Annoyance or Armageddon?

by | March 12, 2020

From my article published in The American Mind.

The United States has failed to respond proportionally to the coronavirus. This will be common wisdom in just a month or two as deaths, not just confirmed cases, climb to tens of thousands. But for now, the knee-jerk reaction is to insist the inadequate response be graded on a curve.

Yes, China initially failed to recognize the danger. The local government engaged in a coverup. However, once information was available to the central government, it acted decisively. To even attempt to contain a virus, once tens of thousands have it, can only be described as heroic. Thousands were rushed through training. The nation moved education online. Hospitals were built in days. A war in all but name, with a grand casus belli: the health of 8 billion people worldwide.

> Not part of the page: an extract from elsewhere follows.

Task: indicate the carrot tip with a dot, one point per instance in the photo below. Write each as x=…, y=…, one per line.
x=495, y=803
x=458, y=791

That second battle of Wuhan was lost not only by China, but all nations. While China fought this people’s war, the West voiced questionable critiques of their approach as unjustifiably authoritarian. We rightly questioned their numbers, but our own numbers have hardly been reliable, as acknowledged by The Atlantic and the Pentagon.

We were not a shining example of an open society in action. Our pretense of accurate and transparent information was revealed to be a sham. Amateurs on Twitter proved more truthful and accurate than newspapers or government agencies.

The World Health Organization (WHO) has declared the virus a global pandemic. In a way, the stakes are lower than those faced by the CCP: the malevolent genie is out of the bottle. Instead of everyone’s lives, the U.S. government merely has to mind American lives. American lives matter. Shouldn’t that be a grand casus belli, too?

The pathogen landed on our shores in January. No tests were readied; no masks, no ventilators manufactured or distributed. The mere thought experiment of building a new Californian hospital in a little over a week is revealing. Our ability to mobilize is gone.

Would America fare better against a visible enemy? Such a mobilization failure is never an individual’s fault. Rather, it reveals a hollow state. In the alphabet soup of federal agencies, there is no one with the information and authority to act on the consequences of an exponential curve. Further, no one is both accurately informed and trusted enough to appear on television as Singapore’s prime minister Lee Hsien Loong did.

Read the rest here.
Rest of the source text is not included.